The collection, though, concerned me far more than that cold and ostentatious tomb of a mansion. I saw pieces by N. C. Wyeth, Elizabeth S. Green, Maxfield Parrish, Howard Pyle, Coles Phillips, and . . . too many to name. I did my best to avoid the kitschy Norman Rockwells. But there was this one canvas, created by a painter of whom I’d never even heard, and whose name I’ll not set down here. I will briefly describe the painting.

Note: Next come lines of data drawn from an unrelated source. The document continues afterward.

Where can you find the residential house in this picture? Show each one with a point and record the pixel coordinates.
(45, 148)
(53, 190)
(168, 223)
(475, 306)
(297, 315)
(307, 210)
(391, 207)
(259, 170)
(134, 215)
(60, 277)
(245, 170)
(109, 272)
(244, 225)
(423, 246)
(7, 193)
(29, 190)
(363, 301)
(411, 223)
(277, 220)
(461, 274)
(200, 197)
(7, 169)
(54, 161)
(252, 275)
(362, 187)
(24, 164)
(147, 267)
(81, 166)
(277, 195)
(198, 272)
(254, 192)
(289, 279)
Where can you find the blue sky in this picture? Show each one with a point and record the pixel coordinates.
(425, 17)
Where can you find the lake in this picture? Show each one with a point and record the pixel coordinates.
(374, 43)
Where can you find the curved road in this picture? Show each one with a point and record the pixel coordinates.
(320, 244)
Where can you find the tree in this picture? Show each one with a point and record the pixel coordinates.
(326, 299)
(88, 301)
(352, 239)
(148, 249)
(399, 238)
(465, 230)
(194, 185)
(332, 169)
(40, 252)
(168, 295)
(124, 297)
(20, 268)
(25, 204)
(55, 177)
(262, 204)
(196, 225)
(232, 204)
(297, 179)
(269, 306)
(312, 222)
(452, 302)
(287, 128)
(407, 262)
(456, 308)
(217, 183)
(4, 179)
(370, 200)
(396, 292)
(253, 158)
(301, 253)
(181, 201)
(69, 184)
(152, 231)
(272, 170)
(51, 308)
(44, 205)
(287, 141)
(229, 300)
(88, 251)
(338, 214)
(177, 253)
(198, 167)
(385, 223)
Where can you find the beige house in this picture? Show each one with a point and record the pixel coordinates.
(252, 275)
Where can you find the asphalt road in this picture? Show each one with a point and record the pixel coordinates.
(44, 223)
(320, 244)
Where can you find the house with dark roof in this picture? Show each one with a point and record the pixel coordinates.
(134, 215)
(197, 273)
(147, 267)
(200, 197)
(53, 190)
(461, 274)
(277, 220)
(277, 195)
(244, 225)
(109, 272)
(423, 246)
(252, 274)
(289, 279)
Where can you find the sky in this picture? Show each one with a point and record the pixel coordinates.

Three young women, all nude, kneeling and heads bowed, so that it is difficult to see anything more of them but their backs, shoulders, buttocks, the soles of their feet. Each has blond hair so long it reaches along to the black stone floor. Before them floats an emaciated figure (it is impossible to say if it is male or female) who seems clothed in nothing but a long yellow robe; its face is hidden by the robe’s hood. The figure is pointing towards a wall behind it (which seems to be built of the same black stone as the floor on which the three girls kneel). Upon the wall a single symbol has been painted, something almost (but not quite) akin to the Greek triskelion (τρισκέλιον), and the figure is clearly motioning towards it with one gray and almost skeletal hand, though, with their heads bowed, none of the three women can possibly be looking at the floating entity in yellow. Perhaps they have already seen it, and this is why their heads are lowered.